Satu jam kemudian mobil mereka sudah memasuki halaman rumah, bocah tampan itu sudah cemberut melihat kedua orangtuanya yang terlambat pulang.


"Putramu bang.."ejek Za terkekeh geli melihat sorot mata kesal sang anak.


Afdi segera mengendong jagoannya,"Maaf papa sama mama terlambat datang, papa tadi mau buat adek untuk Shaka"


Za mengeleng mendengar ucapan suaminya, sedang ibu mertua yang berada dekat dengan Shaka tersenyum mendengar ucapan putranya.


"Mana adeknya..Caka mau pa..mana pa"Shaka begitu excited mendengar kata adek.


"Nanti kalau papa sama mama sudah buat ya"


"Nanti Caka ikut buat ya pa"


Sekarang Afdi yang mulai kebingungan dengan pertanyaan putranya yang bersambung.


"Caka nggak mau adek cantik sepelti Aya..Caka mau yang towok"

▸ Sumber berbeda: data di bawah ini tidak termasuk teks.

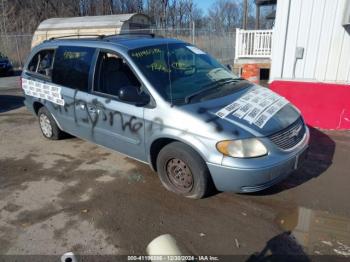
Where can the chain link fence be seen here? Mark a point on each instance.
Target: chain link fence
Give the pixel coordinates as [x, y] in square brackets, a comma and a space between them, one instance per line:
[220, 44]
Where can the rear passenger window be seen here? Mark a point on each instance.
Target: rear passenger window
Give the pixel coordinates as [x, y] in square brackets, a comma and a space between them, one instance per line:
[41, 63]
[72, 66]
[113, 73]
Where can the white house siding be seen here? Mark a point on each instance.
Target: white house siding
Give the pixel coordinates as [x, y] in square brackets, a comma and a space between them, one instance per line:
[315, 25]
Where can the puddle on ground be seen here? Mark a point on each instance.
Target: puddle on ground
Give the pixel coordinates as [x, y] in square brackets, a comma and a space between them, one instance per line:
[318, 232]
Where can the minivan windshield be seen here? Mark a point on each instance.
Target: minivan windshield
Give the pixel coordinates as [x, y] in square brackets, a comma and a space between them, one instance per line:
[181, 72]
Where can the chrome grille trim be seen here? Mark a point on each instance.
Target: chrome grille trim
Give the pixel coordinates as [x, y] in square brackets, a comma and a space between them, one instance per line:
[285, 139]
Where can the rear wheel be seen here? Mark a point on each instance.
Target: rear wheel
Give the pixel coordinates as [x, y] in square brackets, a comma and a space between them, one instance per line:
[182, 170]
[48, 125]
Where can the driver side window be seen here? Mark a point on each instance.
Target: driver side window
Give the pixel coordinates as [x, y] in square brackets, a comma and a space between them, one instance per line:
[112, 73]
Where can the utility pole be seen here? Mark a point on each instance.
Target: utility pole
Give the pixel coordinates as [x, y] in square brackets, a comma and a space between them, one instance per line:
[245, 14]
[3, 29]
[257, 17]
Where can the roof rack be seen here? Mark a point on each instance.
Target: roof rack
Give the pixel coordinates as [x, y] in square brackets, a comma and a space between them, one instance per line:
[152, 35]
[66, 36]
[136, 34]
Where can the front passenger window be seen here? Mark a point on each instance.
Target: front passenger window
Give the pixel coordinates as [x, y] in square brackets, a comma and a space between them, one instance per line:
[113, 73]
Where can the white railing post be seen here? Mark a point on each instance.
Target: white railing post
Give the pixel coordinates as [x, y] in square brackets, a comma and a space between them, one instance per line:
[238, 40]
[253, 43]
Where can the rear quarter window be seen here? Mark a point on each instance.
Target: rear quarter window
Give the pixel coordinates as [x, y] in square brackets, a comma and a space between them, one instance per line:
[72, 66]
[42, 62]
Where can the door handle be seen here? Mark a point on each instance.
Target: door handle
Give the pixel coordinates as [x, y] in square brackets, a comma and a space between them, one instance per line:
[92, 109]
[80, 106]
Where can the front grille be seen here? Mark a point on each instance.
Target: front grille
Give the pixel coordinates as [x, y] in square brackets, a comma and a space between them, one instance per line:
[290, 136]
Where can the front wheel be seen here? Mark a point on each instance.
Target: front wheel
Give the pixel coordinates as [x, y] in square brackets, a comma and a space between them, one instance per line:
[48, 126]
[183, 171]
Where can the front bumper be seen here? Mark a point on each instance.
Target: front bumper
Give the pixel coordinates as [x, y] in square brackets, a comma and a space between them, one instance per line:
[244, 180]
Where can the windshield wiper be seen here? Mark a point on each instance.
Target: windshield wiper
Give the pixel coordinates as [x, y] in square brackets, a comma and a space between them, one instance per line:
[214, 85]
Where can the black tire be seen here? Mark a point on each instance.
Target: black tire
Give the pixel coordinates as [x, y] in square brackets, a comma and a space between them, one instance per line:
[56, 133]
[174, 162]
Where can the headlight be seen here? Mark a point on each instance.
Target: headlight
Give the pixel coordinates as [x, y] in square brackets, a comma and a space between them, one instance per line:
[244, 148]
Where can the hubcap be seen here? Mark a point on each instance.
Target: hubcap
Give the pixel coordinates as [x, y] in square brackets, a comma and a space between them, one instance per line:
[45, 125]
[179, 175]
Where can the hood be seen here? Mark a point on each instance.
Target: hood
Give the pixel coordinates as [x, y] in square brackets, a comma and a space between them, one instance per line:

"Ok sayang..sekarang papa mandi dulu ya, Shaka ikut nenek" bocah tampan itu mengangguk dan tersenyum senang mendapat janji sang papa.


Za menghampiri mertuanya mengambil alih pengasuhan putranya, bocah tampan itu masuk dalam pelukan mamanya.


"Shaka hari ini pinter nggak nek?"


"Cucu nenek selalu pinter, makannya habis dan tidurnya tepat waktu ma"


Shaka tertawa bangga, Za menciumi wajah putranya dengan gemas.


"Anak pinter..."ucap Za menyemangati putranya.


"Kata papa ..nanti dibuatin adek towok ma"Za tercekat mendengar ucapan putranya.


"Abang..kalau bicara nggak pakai rem"guman Za, membuat Sumi terkekeh.


"Caka ga mau adek cantik..mau towok az..ya ma"


Sumi meninggalkan Za dan cucunya dengan tawa yang tak bisa ia tahan.

__ADS_1


"Abaaaaannnggg"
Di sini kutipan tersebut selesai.